Personal information
- Full name: Javier Aparicio Gómez
- Date of birth: 8 March 2000 (age 25)
- Place of birth: Palencia, Spain
- Height: 1.80 m (5 ft 11 in)
- Position(s): Right back

Team information
- Current team: Valladolid B
- Number: 2

Youth career
- CIA
- 2015–2017: Valladolid

Senior career*
- Years: Team / Apps / (Gls)
- 2017–: Valladolid B / 57 / (1)
- 2018–: Valladolid / 0 / (0)

= Apa (footballer) =

Spanish footballer

Javier Aparicio Gómez (born 8 March 2000), commonly known as Apa, is a Spanish professional footballer who plays for Real Valladolid B as a right back.

==Club career==
Born in Palencia, Castile and León, Apa joined Real Valladolid's youth setup in 2015, from Club Internacional de la Amistad.
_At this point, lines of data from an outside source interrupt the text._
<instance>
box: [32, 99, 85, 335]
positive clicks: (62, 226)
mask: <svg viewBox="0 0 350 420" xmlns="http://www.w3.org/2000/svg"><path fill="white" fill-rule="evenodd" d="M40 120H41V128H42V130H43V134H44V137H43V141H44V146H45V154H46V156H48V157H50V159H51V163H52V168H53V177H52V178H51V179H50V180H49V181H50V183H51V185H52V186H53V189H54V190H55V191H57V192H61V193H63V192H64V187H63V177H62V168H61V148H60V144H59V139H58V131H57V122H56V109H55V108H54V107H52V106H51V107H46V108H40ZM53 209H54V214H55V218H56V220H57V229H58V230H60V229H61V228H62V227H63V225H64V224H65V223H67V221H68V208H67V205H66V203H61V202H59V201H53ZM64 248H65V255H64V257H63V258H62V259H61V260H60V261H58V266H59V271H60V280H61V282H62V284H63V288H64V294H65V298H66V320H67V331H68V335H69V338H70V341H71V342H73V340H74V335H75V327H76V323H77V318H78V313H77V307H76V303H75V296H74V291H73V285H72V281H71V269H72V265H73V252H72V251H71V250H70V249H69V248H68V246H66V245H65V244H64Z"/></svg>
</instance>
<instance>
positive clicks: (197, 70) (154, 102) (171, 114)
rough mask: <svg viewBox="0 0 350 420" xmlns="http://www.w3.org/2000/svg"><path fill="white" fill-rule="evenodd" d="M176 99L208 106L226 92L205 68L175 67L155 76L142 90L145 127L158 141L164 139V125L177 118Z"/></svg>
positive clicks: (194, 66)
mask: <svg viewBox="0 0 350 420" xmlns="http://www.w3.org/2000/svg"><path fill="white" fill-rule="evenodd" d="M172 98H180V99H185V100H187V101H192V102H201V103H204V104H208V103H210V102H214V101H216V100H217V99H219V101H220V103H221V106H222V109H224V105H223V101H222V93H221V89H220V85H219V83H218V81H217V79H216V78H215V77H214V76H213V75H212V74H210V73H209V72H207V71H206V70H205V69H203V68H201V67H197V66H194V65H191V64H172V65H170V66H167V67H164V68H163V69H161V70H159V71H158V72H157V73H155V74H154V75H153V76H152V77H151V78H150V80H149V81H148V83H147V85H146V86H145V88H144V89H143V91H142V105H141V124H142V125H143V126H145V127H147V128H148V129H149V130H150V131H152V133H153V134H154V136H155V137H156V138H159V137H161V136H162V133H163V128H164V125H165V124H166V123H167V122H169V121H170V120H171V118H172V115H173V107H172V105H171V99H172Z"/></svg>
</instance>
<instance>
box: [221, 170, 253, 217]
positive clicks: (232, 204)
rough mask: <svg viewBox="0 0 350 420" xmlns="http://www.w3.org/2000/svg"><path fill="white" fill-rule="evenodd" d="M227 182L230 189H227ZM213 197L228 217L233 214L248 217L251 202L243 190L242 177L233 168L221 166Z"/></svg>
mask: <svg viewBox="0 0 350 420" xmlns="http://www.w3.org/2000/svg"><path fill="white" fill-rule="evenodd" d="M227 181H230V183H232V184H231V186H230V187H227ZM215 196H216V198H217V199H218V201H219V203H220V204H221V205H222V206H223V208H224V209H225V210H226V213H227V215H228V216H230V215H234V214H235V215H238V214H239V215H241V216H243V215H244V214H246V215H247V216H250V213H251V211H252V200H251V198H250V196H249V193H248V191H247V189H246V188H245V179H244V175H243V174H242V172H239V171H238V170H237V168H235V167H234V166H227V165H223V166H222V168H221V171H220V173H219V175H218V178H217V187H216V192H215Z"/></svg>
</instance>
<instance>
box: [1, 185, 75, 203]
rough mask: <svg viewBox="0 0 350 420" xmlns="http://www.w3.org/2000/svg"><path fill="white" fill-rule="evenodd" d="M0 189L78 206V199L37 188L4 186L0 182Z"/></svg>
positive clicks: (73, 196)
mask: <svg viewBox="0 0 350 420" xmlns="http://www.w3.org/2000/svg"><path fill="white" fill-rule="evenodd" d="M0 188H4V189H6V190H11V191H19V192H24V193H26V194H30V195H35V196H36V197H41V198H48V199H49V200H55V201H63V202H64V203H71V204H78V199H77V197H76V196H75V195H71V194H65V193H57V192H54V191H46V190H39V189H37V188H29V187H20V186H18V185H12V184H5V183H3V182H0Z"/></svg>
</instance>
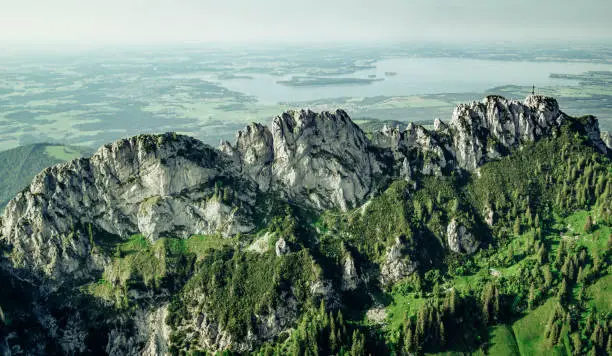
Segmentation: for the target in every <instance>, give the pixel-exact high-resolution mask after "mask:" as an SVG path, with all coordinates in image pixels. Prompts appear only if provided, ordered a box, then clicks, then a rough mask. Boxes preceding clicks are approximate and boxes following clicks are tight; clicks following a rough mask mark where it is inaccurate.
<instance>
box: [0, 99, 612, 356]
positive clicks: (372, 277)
mask: <svg viewBox="0 0 612 356" xmlns="http://www.w3.org/2000/svg"><path fill="white" fill-rule="evenodd" d="M611 195H612V164H611V163H610V151H609V150H608V148H607V147H606V146H605V145H603V144H602V141H601V139H600V134H599V130H598V124H597V120H596V119H595V118H593V117H582V118H572V117H569V116H567V115H565V114H563V113H562V112H561V111H560V110H559V108H558V105H557V104H556V101H554V99H551V98H545V97H541V96H531V97H528V98H527V99H526V100H525V101H524V102H522V103H521V102H516V101H507V100H505V99H503V98H501V97H497V96H492V97H487V98H485V99H484V100H483V101H482V102H479V103H476V102H474V103H471V104H466V105H460V106H459V107H458V108H457V109H456V110H455V112H454V113H453V117H452V119H451V121H450V122H449V124H445V123H443V122H441V121H439V120H437V121H436V122H435V125H434V129H433V130H427V129H425V128H424V127H422V126H418V125H412V124H411V125H409V126H408V127H407V128H406V129H405V130H403V131H402V130H399V129H388V128H386V129H383V130H381V131H379V132H375V133H373V134H372V138H371V139H370V138H368V137H367V136H366V135H365V134H364V133H363V131H362V130H361V129H360V128H359V127H358V126H357V125H355V124H354V123H352V121H351V120H350V118H349V117H348V115H346V113H344V112H343V111H340V110H339V111H336V112H334V113H319V114H318V113H313V112H311V111H290V112H287V113H285V114H283V115H280V116H278V117H276V118H274V120H273V121H272V124H271V125H270V126H269V127H267V126H263V125H259V124H252V125H250V126H249V127H247V128H246V129H245V130H243V131H240V132H239V133H238V135H237V140H236V143H235V144H229V143H223V144H222V145H221V148H220V149H219V150H216V149H213V148H211V147H209V146H207V145H204V144H202V143H201V142H199V141H197V140H195V139H193V138H189V137H185V136H180V135H175V134H164V135H143V136H137V137H133V138H130V139H125V140H120V141H117V142H115V143H112V144H109V145H106V146H104V147H102V148H100V149H99V150H98V151H97V152H96V153H95V154H94V155H93V156H92V157H91V158H84V159H78V160H74V161H71V162H68V163H65V164H61V165H57V166H54V167H51V168H49V169H46V170H44V171H43V172H41V173H40V174H39V175H37V176H36V177H35V178H34V180H33V182H32V184H31V185H30V186H29V187H28V188H27V189H26V190H24V191H23V192H21V193H19V194H18V195H17V196H16V197H15V198H14V199H13V200H12V201H11V202H10V203H9V204H8V206H7V209H6V211H5V213H4V215H3V217H2V220H0V231H1V235H2V237H1V238H0V242H1V243H2V245H3V246H4V248H5V249H6V250H7V252H6V253H5V254H3V255H2V257H1V258H0V266H2V268H0V270H1V271H2V273H3V276H5V278H4V280H8V281H10V285H11V286H12V287H11V288H12V289H13V290H14V292H12V293H21V294H24V295H26V296H27V298H25V297H24V298H23V301H21V302H20V301H16V300H14V299H12V298H11V297H10V296H9V295H6V294H3V293H0V306H2V307H3V308H4V310H5V313H6V315H8V319H9V320H11V323H9V324H8V325H4V326H3V329H1V330H0V337H3V336H4V338H5V340H6V342H5V344H7V345H9V347H10V348H11V349H15V350H17V348H21V349H26V350H30V352H33V353H40V349H36V347H45V348H47V350H61V352H64V353H80V352H83V353H85V352H87V353H97V352H103V353H109V354H138V353H146V354H163V353H165V352H166V351H168V352H170V353H172V354H178V353H180V352H199V351H219V350H230V351H233V352H238V353H246V352H250V351H261V352H265V353H267V354H274V353H276V354H304V353H307V352H310V353H315V352H317V353H320V354H336V353H340V354H342V353H343V351H342V350H344V352H346V351H348V350H351V353H353V354H363V353H365V352H366V350H367V351H368V352H370V353H373V354H388V353H391V352H396V353H398V354H402V353H413V352H441V351H458V352H474V351H476V350H478V349H481V348H483V349H486V348H487V345H486V341H487V340H489V327H492V326H494V325H496V324H509V323H512V322H514V321H515V320H517V319H519V318H522V317H523V316H524V315H525V314H529V313H530V310H532V309H535V308H536V307H537V306H538V305H541V304H544V303H546V302H547V301H551V300H553V299H552V298H557V299H555V300H556V302H555V301H552V302H550V303H552V304H553V305H554V306H555V307H554V308H552V309H551V310H552V311H553V315H552V316H551V317H550V319H551V320H552V324H554V325H556V326H550V328H549V329H550V330H552V329H554V328H557V327H558V330H557V329H555V330H557V331H558V332H559V335H556V336H554V337H552V339H551V337H550V335H536V336H537V337H536V339H538V340H552V341H546V342H552V344H551V345H552V346H550V347H552V348H554V347H557V346H555V345H557V344H558V343H559V342H561V343H563V342H565V341H564V340H565V339H564V338H567V339H568V340H569V339H572V340H573V339H576V340H578V341H567V342H568V343H574V344H576V346H572V345H570V346H569V347H570V349H571V348H573V349H574V350H578V351H582V350H583V349H589V348H591V347H595V349H596V352H600V351H603V350H604V349H605V347H606V343H607V342H608V341H607V340H610V339H611V337H610V336H609V334H610V330H609V328H607V327H604V326H605V325H608V323H609V319H610V317H609V315H608V316H606V315H605V314H601V315H600V314H598V313H597V312H596V311H594V310H595V309H593V308H596V307H593V308H592V307H591V306H590V304H589V303H588V302H587V301H586V300H585V299H584V298H583V299H581V298H582V297H579V296H578V292H579V290H578V288H584V289H585V290H586V289H587V288H590V289H589V290H595V288H593V287H589V286H593V285H596V283H600V284H601V282H600V281H605V278H606V276H607V275H608V273H609V272H608V271H609V266H610V265H612V263H611V261H610V244H612V243H610V242H606V241H608V237H607V235H608V234H609V233H610V225H611V223H612V221H611V216H612V199H610V196H611ZM581 209H587V210H588V214H589V215H588V216H589V217H588V219H587V218H586V216H587V215H586V213H581V211H583V210H581ZM577 214H578V215H577ZM579 214H583V216H582V217H581V218H580V219H582V220H584V221H585V223H584V229H582V230H581V231H580V232H579V231H577V230H576V228H575V226H576V222H575V221H574V220H576V219H577V218H576V216H581V215H579ZM588 222H590V223H588ZM581 224H583V223H582V222H580V223H578V225H581ZM589 224H590V225H589ZM568 226H570V227H571V229H570V228H568ZM580 235H588V236H589V238H582V237H581V236H580ZM561 241H563V242H561ZM580 271H582V272H580ZM527 281H528V282H527ZM531 282H534V283H535V282H537V283H536V284H535V285H534V286H533V287H532V286H531V285H530V283H531ZM597 285H599V284H597ZM35 286H36V287H35ZM535 288H537V291H536V290H535ZM597 290H605V288H601V286H600V287H598V288H597ZM574 291H576V294H575V295H574V293H573V292H574ZM603 293H605V292H603ZM596 300H600V298H597V299H596ZM557 304H558V305H557ZM6 305H8V307H5V306H6ZM547 310H548V309H547ZM570 312H571V313H570ZM572 313H573V314H572ZM588 313H594V316H593V317H592V318H591V324H590V325H584V327H585V328H586V329H585V330H589V331H588V333H589V334H588V335H586V334H580V335H577V334H576V332H575V331H574V330H576V326H577V325H578V324H579V323H583V321H582V320H586V315H587V314H588ZM566 314H567V315H569V317H565V316H566ZM570 314H571V315H570ZM347 320H348V321H349V322H347ZM527 320H531V319H527ZM5 324H6V323H5ZM580 325H582V324H580ZM597 327H599V329H597ZM589 328H590V329H589ZM570 329H571V330H570ZM591 329H592V330H591ZM595 329H597V330H598V331H595ZM539 330H540V329H539ZM26 331H29V332H26ZM458 331H463V332H458ZM592 333H595V334H596V335H595V338H594V340H595V341H592V342H591V341H589V340H590V338H591V334H592ZM600 334H601V336H600ZM7 335H12V336H11V337H8V336H7ZM31 335H37V337H38V338H39V339H40V340H45V341H44V343H43V345H44V346H37V345H33V344H32V343H31V339H30V338H31V337H32V336H31ZM75 335H78V337H75ZM517 337H522V336H517ZM525 337H531V336H525ZM494 339H495V338H492V340H494ZM600 339H601V340H600ZM0 340H1V339H0ZM559 340H561V341H559ZM0 344H1V343H0ZM516 344H517V345H519V348H520V347H522V346H521V345H523V341H522V339H521V340H516ZM540 346H542V347H544V346H543V344H542V345H540ZM540 346H538V347H540ZM543 350H544V349H543ZM547 350H548V349H547Z"/></svg>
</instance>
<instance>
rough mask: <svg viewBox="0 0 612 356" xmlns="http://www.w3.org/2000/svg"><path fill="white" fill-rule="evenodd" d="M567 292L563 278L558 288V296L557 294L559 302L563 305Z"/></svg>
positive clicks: (563, 279) (565, 283)
mask: <svg viewBox="0 0 612 356" xmlns="http://www.w3.org/2000/svg"><path fill="white" fill-rule="evenodd" d="M568 291H569V289H568V286H567V281H566V279H565V278H563V282H561V286H560V287H559V294H558V297H559V300H560V301H561V302H562V303H564V302H565V301H566V299H567V296H568Z"/></svg>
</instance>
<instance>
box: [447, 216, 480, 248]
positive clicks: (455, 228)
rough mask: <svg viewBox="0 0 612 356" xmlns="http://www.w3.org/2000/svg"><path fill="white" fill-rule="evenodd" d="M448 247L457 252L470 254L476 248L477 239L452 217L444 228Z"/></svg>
mask: <svg viewBox="0 0 612 356" xmlns="http://www.w3.org/2000/svg"><path fill="white" fill-rule="evenodd" d="M446 238H447V242H448V247H449V248H450V249H451V251H454V252H457V253H467V254H472V253H474V252H476V250H477V249H478V241H477V240H476V239H475V238H474V235H472V234H471V233H470V232H468V230H467V229H466V227H465V226H463V225H461V224H459V223H458V222H457V220H456V219H452V220H451V222H450V223H449V224H448V226H447V228H446Z"/></svg>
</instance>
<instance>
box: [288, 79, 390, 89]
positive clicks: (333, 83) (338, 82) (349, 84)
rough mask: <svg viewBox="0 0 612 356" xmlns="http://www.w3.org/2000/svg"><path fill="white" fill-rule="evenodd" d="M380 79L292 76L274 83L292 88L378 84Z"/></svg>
mask: <svg viewBox="0 0 612 356" xmlns="http://www.w3.org/2000/svg"><path fill="white" fill-rule="evenodd" d="M382 80H384V79H382V78H347V77H340V78H335V77H334V78H332V77H304V76H294V77H291V79H288V80H279V81H277V82H276V83H278V84H281V85H287V86H292V87H313V86H327V85H364V84H372V83H373V82H379V81H382Z"/></svg>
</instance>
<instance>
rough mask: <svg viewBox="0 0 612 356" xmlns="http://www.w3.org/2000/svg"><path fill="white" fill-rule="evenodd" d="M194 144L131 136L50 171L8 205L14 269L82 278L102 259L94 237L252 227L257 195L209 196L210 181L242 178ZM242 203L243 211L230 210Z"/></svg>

On 7 May 2017, aged just 17, he made his senior debut with the reserves by coming on as a half-time substitute in a 1–4 home loss against Cultural y Deportiva Leonesa in the Segunda División B championship.

On 13 April 2018, after becoming a regular starter for the B-side, Apa extended his contract until 2020. He made his first team debut on 6 December 2018, starting in a 2–1 home win against RCD Mallorca, for the season's Copa del Rey.